Prep Time 5 mins Cook Time 15-20 mins
· 2 Cheese Polenta
· 1.5 L Water
· 3 tablespoons extra-virgin olive oil
· 4 garlic cloves, thinly sliced
· 1/4 teaspoon crushed red pepper, plus more to taste
· 1/2 cup dry white wine
· 3/4 cup lower-sodium chicken stock
· 2 pounds peeled and deveined raw large wild-caught Gulf shrimp
· 2 teaspoons lemon zest
· 1/2 teaspoon fine sea salt
· 1/4 cup unsalted butter, cut into pieces
· 1/2 cup finely chopped fresh flat-leaf parsley
Bring water to a boil in kettle. Pour 1/4 of water into mixing bowl. Gradually add polenta mix while whisking.

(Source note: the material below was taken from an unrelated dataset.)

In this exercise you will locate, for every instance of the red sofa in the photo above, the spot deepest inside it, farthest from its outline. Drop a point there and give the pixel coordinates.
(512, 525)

Alternate between adding water and polenta mix until desired consistency is reached (more water for creamier polenta).
Add salt to taste.
Cover and keep warm.
Heat oil, garlic, and red pepper in a large, deep skillet over medium-low heat. Cook, stirring occasionally, until softened and fragrant, about 3 minutes.

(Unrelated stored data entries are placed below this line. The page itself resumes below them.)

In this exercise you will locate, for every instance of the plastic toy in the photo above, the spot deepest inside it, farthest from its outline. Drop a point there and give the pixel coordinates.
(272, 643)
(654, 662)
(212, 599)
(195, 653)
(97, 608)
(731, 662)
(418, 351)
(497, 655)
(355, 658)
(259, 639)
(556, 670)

Add wine, and bring to a simmer over medium-high heat. Simmer, stirring occasionally, until reduced by half, about 5 minutes.
Add stock, and return to a simmer; simmer 3 minutes.

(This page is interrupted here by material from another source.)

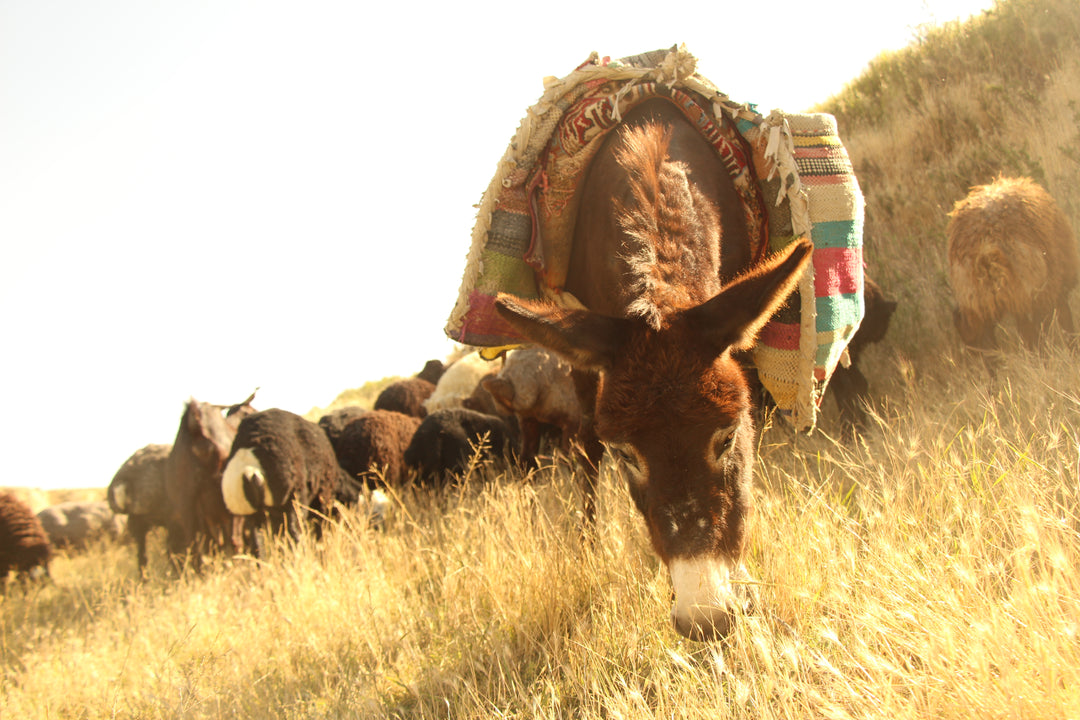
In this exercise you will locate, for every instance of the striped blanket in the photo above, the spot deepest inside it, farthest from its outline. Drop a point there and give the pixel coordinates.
(791, 171)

Add shrimp, lemon zest, and salt. Cook, stirring often, until shrimp are slightly opaque, about 4 minutes.
Stir in butter until melted. Remove from heat. Cover and steam until shrimp until just cooked through, about 2 minutes.
Divide polenta among warm shallow bowls; top each with shrimp and sauce. Garnish with parsley, and serve immediately.